Gilbert Rozon au service des plus démunis
Juste pour rire tiendra dimanche soir Juste pour aider, son tout premier téléthon.
Diffusé à TVA en direct de l’esplanade de la Place des Arts, l’événement viendra clôturer la 27e édition du festival d’humour.
Les deux Paquin les plus connus du Québec (Laurent et Patricia) seront à la barre de cette émission visant à amasser des fonds au profit de La maison du père, une institution montréalaise qui apporte son soutien aux hommes sans-abri, et de Comic Relief, un organisme qui lutte contre la pauvreté en Afrique.
«En tant que citoyens du monde, on n’a pas le droit de se mettre un bandeau sur les yeux et de faire semblant que les problèmes en Afrique n’existent pas, a indiqué Gilbert Rozon dans une entrevue accordée à Métro. On ne peut pas accepter des histoires comme celle du Rwanda. Il y a des choses qui sont faciles à régler. On peut sauver des vies pour 25 $.»
D’une durée de quatre heures, Juste pour aider se déroulera en même temps que trois autres rendez-vous du festival : le défilé du Grand Charivari, un concert extérieur gratuit animé
par Gregory Charles et le spectacle de Jean-Marc Parent à la salle Wilfrid-Pelletier.
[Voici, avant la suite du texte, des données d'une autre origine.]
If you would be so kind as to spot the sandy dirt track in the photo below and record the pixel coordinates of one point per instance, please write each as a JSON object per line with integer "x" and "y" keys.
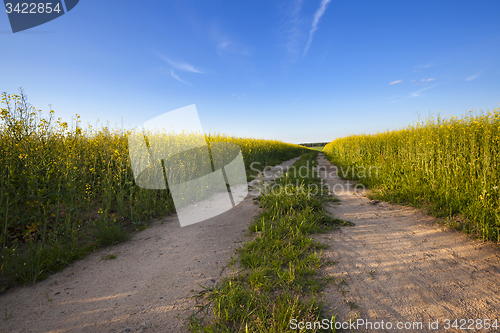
{"x": 396, "y": 264}
{"x": 147, "y": 288}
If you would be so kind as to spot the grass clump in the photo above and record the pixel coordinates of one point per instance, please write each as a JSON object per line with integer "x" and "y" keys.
{"x": 277, "y": 280}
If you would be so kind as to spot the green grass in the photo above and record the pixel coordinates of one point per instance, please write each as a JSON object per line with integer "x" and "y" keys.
{"x": 277, "y": 278}
{"x": 449, "y": 166}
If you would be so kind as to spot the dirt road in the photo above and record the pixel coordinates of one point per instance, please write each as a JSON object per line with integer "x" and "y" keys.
{"x": 147, "y": 288}
{"x": 397, "y": 265}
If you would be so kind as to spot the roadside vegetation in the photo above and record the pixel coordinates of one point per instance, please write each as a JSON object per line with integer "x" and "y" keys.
{"x": 275, "y": 275}
{"x": 66, "y": 190}
{"x": 450, "y": 166}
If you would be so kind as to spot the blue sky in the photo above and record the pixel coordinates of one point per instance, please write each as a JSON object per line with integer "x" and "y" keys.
{"x": 297, "y": 71}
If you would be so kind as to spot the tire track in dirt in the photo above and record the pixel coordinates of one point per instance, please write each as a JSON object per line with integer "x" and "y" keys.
{"x": 398, "y": 265}
{"x": 147, "y": 288}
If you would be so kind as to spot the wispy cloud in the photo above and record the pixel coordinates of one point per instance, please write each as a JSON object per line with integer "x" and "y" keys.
{"x": 317, "y": 16}
{"x": 225, "y": 43}
{"x": 182, "y": 66}
{"x": 178, "y": 78}
{"x": 470, "y": 78}
{"x": 418, "y": 93}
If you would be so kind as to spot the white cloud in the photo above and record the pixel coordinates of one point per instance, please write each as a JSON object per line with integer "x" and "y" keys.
{"x": 182, "y": 66}
{"x": 178, "y": 78}
{"x": 418, "y": 92}
{"x": 473, "y": 77}
{"x": 317, "y": 16}
{"x": 225, "y": 43}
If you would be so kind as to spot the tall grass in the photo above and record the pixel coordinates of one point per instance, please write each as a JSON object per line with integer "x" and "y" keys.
{"x": 278, "y": 280}
{"x": 452, "y": 164}
{"x": 66, "y": 189}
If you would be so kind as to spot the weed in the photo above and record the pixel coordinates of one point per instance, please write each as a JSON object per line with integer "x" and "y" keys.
{"x": 277, "y": 279}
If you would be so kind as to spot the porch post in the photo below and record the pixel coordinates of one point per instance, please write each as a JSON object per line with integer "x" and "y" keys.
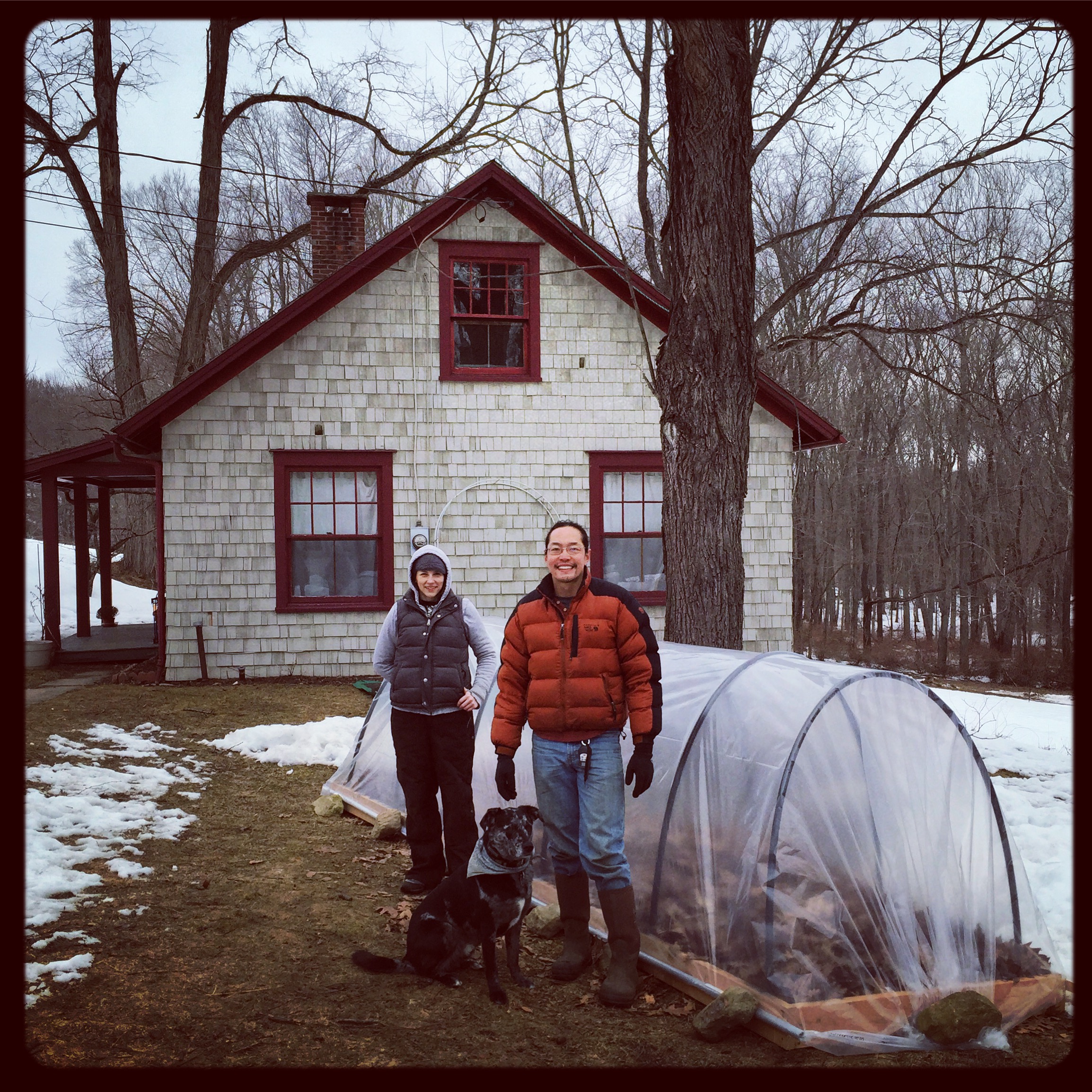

Entre deux capsules vidéo visant à inciter le public à donner de l’argent, Laurent et Patricia Paquin montreront les meilleurs moments des trois autres spectacles.
«On va passer de l’émotion brute au divertissement», nous a expliqué M. Rozon, qui espère pouvoir amasser de 200 000 $ à 250 000 $ pendant la soirée.
Le grand départ
Juste pour aider compte parmi les trois événements du Festival Juste pour rire organisés sur la nouvelle Place des festivals.
Gilbert Rozon ne semble toutefois pas pressé de quitter le Quartier latin et de déménager ses pénates au centre-ville.
«Je me donne jusqu’en 2012, a-t-il révélé. On va faire preuve de prudence.»
«Le Festival de jazz a mis cinq ans pour passer de la rue Saint-Denis au centre-ville, rappelle-t-il. Je veux conserver des activités sur la rue Saint-Denis et créer un deuxième carrefour sur la Place des Arts. On va tester des choses. On ne fera pas un copier-coller du Jazz ou des FrancoFolies. Il faut respecter notre langage, nos spécificités.»